I found nearly ripe blueberries in the mountains near Manley Hotsprings Road! This seemed very early to me. Most of the bushes were very full of green berries that looked to be a few weeks form ripening (which also seemed early). But, in some of the warmer south facing spots there were almost ripe berries that were almost completely blue and just a bit sour when eaten.
Katie Spellman, Ecologist at the UAF International Arctic Research Center, writes:
Hi Heather! Thank you so much for sharing your observation of early ripening blueberries. I wonder what the snow cover was like where you were standing? We know that the timing of snow melt really drives the timing of berry production and ripening for blueberry and lingonberry, so with your observation, it is possible to look at the timing of snowmelt from remote sensing images and see if that helps explain the early berries where you were hiking!
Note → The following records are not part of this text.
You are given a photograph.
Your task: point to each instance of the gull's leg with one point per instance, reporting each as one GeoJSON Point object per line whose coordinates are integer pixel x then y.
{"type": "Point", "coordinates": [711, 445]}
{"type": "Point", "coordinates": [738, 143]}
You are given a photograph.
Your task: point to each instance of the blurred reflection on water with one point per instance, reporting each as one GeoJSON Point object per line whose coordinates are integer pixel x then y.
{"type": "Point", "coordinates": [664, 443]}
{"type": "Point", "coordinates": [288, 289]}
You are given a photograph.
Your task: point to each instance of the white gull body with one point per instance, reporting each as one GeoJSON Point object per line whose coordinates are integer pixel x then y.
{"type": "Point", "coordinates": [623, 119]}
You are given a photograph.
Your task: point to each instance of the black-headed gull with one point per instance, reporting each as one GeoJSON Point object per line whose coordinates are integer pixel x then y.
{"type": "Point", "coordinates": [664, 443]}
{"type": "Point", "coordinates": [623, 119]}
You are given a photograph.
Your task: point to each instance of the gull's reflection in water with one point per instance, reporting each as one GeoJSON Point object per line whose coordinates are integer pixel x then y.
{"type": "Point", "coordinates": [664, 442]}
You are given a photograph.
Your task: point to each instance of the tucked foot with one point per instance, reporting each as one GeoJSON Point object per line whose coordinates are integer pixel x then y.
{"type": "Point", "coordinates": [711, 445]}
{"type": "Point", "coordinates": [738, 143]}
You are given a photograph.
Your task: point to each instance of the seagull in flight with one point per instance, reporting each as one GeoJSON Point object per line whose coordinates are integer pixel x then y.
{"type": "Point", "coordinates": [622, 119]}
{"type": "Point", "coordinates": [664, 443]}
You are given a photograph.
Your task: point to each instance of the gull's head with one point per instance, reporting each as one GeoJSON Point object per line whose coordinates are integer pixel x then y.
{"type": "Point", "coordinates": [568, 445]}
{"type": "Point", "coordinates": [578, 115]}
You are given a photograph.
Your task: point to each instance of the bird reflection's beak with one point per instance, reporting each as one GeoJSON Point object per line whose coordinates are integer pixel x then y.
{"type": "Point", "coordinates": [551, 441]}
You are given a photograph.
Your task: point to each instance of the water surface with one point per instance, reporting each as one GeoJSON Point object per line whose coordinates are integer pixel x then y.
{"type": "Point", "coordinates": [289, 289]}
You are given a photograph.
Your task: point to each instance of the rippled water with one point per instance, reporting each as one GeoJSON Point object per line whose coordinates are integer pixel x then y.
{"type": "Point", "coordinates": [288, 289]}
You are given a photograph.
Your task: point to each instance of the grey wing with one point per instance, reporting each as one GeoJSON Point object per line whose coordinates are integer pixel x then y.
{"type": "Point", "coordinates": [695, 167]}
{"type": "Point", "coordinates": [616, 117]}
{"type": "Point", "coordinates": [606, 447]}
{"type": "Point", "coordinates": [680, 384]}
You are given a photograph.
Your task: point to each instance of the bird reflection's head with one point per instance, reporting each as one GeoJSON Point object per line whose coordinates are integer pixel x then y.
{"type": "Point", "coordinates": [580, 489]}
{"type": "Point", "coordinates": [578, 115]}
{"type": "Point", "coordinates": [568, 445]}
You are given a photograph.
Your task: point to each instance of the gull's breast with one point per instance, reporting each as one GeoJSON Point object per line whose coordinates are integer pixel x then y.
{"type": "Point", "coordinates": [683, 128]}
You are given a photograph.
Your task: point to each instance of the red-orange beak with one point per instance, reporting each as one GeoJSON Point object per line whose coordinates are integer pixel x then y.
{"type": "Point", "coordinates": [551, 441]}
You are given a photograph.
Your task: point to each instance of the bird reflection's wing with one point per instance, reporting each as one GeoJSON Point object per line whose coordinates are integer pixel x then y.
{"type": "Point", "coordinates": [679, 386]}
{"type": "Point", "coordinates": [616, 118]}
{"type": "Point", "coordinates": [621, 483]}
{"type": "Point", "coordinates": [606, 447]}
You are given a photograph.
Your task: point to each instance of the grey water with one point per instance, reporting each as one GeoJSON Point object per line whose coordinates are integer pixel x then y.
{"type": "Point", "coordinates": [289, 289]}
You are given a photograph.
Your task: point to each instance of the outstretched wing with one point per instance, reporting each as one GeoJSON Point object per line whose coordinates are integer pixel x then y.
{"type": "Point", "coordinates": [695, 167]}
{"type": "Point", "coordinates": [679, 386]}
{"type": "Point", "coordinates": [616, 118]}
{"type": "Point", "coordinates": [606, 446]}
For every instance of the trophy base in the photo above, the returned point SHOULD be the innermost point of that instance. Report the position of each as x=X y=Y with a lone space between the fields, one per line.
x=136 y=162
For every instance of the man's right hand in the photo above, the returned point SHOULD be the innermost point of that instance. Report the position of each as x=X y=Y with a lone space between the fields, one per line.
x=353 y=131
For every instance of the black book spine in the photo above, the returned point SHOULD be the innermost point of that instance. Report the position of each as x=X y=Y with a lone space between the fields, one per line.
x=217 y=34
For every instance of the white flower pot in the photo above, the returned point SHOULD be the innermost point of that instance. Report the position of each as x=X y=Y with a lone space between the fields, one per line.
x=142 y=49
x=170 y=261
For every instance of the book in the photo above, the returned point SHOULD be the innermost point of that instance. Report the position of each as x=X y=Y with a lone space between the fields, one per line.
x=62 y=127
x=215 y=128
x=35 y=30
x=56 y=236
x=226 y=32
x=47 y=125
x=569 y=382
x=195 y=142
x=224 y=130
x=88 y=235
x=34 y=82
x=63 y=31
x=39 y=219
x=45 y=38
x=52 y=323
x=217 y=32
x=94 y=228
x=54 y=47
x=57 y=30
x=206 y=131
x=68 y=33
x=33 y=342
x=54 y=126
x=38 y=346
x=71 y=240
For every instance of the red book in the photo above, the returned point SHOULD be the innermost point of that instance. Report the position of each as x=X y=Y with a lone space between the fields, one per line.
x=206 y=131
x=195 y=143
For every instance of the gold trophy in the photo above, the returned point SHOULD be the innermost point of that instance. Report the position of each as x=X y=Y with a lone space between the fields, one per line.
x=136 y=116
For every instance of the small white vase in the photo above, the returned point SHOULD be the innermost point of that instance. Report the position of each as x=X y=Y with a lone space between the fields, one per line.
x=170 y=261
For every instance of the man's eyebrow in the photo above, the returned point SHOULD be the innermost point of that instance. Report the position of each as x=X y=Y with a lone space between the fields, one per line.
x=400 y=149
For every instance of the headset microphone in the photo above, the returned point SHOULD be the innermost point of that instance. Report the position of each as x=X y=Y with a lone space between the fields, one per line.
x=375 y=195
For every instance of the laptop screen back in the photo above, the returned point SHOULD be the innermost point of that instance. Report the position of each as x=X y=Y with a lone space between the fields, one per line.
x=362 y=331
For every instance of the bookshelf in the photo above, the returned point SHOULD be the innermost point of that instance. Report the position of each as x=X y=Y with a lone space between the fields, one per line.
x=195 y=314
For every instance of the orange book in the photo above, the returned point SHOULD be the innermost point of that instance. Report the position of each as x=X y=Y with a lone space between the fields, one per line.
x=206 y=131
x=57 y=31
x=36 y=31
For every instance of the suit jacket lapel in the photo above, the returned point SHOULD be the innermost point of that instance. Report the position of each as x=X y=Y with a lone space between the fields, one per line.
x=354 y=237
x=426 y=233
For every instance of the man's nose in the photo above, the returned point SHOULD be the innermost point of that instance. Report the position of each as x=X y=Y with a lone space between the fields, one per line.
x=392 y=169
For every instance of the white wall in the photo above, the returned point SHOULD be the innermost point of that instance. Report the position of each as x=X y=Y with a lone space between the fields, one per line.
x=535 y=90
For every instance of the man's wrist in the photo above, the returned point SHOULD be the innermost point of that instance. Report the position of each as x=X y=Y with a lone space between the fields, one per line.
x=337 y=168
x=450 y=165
We are tracking the phenology of berry species using pressed herbarium specimens, careful tracking around UAF and At the Bonanza Creek Long Term Ecological Research area, and with help from observations like yours. Blueberry seems to be one of the more variable of the berries across years over the past 100 years, and the really early and really late years are increasing in variability for Vaccinium uliginosum. Thanks Heather!
Comments from LEO Editors:
During the winter of 2019-2020, the Fairbanks International Airport recorded more snow accumulation than average. Warm spring temperatures caused rapid snowmelt in many parts of the interior.